As part of the program, technologists and sonographers are randomly assigned patient cases in order to evaluate the image quality of a peer-conducted diagnostic scan. Approximately two to five per cent of JDMI patient cases will be assigned through the program, and in its first month, more than 1,000 images have been reviewed – translating to numerous learning opportunities for image quality improvement.

The practice will allow teams across nearly all medical imaging modalities, including X-ray, Magnetic Resonance Imaging (MRI), Computed Tomography (CT), Nuclear Medicine, Mammography and Ultrasound, to come together on a quarterly basis to discuss best practices, and share learnings that will improve quality in the future.

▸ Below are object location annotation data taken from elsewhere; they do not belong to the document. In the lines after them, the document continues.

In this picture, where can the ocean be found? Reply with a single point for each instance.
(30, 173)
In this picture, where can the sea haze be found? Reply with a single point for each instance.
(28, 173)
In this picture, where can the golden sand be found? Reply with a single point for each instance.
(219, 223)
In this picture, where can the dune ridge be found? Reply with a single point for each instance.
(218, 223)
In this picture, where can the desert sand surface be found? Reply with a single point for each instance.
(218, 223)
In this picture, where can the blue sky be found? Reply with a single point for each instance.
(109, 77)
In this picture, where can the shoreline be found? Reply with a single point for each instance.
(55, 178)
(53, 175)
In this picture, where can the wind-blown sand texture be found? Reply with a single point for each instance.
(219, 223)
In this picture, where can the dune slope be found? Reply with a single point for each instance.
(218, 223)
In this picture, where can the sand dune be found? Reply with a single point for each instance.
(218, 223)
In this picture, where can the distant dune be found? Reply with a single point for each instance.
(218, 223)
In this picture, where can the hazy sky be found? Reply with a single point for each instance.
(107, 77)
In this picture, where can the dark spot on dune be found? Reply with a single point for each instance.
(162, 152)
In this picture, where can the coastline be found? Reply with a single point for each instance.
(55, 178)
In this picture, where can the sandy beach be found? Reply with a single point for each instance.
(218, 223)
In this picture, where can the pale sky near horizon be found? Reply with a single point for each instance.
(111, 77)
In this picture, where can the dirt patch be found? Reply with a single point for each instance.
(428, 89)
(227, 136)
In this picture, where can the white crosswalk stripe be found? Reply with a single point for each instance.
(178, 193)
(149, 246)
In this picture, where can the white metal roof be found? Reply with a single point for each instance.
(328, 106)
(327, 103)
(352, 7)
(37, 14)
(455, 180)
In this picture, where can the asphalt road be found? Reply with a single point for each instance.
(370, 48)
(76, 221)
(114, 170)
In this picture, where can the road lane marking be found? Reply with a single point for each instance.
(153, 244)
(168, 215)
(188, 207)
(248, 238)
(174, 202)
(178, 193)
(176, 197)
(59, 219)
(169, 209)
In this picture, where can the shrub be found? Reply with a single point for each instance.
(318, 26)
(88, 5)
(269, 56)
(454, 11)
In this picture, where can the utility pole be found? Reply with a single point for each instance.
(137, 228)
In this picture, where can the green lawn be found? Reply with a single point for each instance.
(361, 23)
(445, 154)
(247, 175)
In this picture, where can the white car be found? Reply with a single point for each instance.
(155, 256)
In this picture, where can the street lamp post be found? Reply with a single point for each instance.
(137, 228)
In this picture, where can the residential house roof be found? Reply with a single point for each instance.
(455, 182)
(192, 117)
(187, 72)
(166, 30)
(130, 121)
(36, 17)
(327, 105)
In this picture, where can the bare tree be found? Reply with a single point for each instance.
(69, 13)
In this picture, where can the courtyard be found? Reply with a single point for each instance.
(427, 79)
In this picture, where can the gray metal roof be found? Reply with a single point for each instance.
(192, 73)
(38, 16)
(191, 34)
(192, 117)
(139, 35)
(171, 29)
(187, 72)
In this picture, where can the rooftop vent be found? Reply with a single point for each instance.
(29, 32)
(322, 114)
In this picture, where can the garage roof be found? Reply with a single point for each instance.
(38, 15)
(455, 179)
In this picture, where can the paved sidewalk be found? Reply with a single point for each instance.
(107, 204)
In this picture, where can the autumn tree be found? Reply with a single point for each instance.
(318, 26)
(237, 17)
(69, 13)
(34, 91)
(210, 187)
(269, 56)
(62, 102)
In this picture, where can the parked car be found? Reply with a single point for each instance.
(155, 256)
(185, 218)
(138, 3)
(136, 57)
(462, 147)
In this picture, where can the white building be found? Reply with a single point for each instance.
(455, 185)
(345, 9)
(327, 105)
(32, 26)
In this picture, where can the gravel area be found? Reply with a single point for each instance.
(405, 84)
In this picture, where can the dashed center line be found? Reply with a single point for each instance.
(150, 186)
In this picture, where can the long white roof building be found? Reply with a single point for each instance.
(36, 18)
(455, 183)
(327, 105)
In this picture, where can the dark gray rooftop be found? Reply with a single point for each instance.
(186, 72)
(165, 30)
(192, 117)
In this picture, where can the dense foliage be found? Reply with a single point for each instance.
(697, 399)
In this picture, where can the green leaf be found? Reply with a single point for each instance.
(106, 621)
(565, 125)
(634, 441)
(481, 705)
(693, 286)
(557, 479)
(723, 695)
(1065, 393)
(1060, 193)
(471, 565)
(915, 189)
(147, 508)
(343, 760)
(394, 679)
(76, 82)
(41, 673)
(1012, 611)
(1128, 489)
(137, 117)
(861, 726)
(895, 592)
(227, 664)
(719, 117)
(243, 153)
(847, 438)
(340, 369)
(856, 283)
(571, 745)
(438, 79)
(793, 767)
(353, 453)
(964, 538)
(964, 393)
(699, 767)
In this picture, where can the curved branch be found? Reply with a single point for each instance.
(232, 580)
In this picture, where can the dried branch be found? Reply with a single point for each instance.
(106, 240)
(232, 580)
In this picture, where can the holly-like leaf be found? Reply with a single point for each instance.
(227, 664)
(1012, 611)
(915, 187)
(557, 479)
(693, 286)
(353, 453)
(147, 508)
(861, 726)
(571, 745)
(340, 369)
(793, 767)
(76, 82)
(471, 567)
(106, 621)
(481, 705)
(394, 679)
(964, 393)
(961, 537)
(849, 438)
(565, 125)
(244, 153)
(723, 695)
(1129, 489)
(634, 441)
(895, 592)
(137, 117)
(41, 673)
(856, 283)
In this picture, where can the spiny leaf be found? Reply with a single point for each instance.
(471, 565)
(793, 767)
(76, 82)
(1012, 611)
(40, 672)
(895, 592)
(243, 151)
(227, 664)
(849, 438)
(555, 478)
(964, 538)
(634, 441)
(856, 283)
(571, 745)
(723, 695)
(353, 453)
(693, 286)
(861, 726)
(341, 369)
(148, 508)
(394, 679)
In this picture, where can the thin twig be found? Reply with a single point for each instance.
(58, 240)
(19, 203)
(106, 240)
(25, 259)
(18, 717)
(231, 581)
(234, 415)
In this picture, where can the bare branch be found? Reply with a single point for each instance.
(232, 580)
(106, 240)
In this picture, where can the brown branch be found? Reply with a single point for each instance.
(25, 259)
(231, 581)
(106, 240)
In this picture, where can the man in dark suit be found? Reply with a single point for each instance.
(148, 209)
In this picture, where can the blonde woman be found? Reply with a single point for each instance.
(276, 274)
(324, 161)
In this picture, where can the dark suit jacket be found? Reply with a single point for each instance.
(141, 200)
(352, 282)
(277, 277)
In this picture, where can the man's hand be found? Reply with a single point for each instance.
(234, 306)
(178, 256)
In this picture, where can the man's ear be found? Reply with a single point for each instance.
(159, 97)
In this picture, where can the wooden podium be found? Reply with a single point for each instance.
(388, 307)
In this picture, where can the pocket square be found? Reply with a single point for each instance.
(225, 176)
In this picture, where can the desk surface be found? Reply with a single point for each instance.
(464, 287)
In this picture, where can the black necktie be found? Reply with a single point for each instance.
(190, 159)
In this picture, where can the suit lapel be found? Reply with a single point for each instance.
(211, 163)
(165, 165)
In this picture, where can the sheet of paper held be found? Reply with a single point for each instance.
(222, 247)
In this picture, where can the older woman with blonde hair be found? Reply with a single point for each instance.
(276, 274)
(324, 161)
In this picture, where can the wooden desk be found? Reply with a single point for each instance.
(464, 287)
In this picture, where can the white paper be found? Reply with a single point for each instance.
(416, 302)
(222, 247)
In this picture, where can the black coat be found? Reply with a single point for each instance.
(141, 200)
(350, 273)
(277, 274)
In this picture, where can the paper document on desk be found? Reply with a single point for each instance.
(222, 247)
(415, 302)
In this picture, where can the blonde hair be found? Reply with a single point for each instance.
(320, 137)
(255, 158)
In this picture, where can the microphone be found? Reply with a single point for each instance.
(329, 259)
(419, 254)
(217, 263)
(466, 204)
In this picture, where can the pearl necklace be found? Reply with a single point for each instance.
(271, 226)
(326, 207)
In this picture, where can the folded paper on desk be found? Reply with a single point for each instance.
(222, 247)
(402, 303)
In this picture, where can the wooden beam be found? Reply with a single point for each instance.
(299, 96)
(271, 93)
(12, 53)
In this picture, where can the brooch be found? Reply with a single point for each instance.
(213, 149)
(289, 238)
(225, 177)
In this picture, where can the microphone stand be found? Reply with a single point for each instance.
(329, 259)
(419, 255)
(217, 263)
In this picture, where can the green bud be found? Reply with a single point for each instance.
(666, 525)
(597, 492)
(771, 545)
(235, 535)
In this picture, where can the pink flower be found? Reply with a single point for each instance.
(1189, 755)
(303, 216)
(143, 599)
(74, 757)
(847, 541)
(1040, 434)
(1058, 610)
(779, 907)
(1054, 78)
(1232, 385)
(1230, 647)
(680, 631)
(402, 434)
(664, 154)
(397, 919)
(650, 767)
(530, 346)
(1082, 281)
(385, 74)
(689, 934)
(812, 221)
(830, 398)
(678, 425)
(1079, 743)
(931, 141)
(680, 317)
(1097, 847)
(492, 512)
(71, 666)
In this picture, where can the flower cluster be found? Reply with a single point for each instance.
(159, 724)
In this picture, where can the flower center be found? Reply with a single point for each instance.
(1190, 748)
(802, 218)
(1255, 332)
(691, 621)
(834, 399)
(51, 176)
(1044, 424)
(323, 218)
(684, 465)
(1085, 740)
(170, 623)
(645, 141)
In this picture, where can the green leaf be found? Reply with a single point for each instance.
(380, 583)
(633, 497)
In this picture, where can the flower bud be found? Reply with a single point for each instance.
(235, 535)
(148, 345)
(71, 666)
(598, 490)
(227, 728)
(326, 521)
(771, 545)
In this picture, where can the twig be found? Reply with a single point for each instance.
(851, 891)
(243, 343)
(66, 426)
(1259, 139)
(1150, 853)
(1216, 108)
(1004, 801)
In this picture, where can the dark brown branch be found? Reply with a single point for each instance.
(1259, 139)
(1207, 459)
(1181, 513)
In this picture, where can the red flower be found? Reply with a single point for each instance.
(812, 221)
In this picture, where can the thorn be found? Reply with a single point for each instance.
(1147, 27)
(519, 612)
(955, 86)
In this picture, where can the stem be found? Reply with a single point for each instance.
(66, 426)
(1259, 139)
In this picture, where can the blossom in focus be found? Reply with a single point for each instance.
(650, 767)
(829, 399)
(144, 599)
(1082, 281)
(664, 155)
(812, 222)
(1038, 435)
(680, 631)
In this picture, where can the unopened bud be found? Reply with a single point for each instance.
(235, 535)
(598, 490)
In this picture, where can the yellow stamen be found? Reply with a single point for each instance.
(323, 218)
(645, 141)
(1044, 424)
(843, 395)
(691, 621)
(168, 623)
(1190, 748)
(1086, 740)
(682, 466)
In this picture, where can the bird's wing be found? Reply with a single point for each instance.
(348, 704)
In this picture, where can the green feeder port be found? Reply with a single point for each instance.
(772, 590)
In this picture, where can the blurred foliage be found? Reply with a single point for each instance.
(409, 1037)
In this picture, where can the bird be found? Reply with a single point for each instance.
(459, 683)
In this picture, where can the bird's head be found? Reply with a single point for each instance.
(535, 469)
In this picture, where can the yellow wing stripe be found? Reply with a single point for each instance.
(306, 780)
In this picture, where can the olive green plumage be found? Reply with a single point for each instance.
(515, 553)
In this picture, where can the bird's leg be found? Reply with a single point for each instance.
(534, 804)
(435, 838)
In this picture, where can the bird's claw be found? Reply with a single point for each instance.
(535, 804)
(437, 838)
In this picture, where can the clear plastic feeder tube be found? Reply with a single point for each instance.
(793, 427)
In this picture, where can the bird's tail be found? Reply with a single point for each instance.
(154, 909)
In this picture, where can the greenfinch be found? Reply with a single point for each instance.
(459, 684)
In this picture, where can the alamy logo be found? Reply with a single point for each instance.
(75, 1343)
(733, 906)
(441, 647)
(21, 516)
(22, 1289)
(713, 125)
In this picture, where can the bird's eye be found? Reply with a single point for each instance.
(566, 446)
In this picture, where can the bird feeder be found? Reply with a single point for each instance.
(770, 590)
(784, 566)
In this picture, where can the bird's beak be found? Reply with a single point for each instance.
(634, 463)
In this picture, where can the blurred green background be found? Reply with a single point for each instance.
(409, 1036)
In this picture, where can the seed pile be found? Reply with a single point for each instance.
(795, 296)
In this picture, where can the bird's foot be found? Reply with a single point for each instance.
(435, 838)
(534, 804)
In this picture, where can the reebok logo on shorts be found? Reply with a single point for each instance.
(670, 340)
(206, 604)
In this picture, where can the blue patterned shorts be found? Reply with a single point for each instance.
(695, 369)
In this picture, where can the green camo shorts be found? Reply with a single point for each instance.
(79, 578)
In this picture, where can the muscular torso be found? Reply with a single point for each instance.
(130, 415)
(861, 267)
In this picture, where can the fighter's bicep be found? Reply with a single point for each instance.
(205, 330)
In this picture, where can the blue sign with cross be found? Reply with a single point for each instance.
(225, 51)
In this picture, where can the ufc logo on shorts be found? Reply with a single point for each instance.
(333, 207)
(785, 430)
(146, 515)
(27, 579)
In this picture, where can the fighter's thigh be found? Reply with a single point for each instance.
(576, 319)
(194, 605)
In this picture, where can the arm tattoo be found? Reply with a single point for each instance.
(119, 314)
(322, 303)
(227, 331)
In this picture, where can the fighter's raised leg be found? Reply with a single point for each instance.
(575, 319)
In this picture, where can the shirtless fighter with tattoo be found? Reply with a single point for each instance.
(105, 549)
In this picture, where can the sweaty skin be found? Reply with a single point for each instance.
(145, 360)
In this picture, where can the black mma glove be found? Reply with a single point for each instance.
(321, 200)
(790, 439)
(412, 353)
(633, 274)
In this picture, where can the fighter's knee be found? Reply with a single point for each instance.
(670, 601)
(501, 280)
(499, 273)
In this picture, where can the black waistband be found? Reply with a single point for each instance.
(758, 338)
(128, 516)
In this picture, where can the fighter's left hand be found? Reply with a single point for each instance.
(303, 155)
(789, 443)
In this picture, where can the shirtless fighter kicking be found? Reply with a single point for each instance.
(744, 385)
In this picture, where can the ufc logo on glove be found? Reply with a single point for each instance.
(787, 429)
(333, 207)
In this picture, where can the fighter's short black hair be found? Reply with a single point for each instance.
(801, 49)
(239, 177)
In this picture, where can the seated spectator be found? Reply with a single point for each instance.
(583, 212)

Peer Learning Program active in X-ray since piloting in 2016

"It's the first end-to-end peer learning program in medical imaging that loops back to staff, sharing the feedback obtained from peer review, and identifying opportunities for improvement in focused image quality rounds," says Paul Cornacchione, Senior Director, Imaging Operations, JDMI.

"It presents a new opportunity where staff can participate in robust discussion on what makes an image great, and how we can achieve that quality when faced with challenging patient cases."

The JDMI Peer Learning Program has been active in X-ray since piloting in 2016, and through a broad collaboration, the team developed image quality criteria for six additional modalities, and integrated the criteria into JDMI's peer learning software tool, Coral Review.

"Collaboration with external health organizations and regulatory groups is vital because of the ever changing nature of medical imaging technology," says Paul.

"It's also a unique aspect of the Coral Review tool that is not found in other applications. The image criteria is evidence based, and has been validated by nearly 800 technologists and sonographers across the country."

Coral Review users are directed to evaluate the overall trend of image quality for a case, and are prompted to identify whether specific image quality criteria is met throughout the review. The whole process takes less than 10 minutes depending on the modality and case complexity.  

"At its core, the software is designed to support the principle of peer learning in a clinical environment where time is precious and service delivery demands are significant," says Leon Goonaratne, Senior Director, UHN Digital.

"However, we are beginning to explore the software's potential for assisted learning, which could enable us to apply a quality check to all medical imaging captured in the system rather than a portion of the imaging we see today."

Currently, the Coral Review software is used by several health centres in Ontario, including eight organizations and 19 sites, and JDMI's vision is to eventually roll the solution out across the province enabling system-wide improvement.

"It's not enough that we improve our own ability to provide care," says Catherine. "We should now be taking our learnings and supporting our colleagues from across the country and beyond to learn from each other and deliver the highest quality of imaging and care for our patients."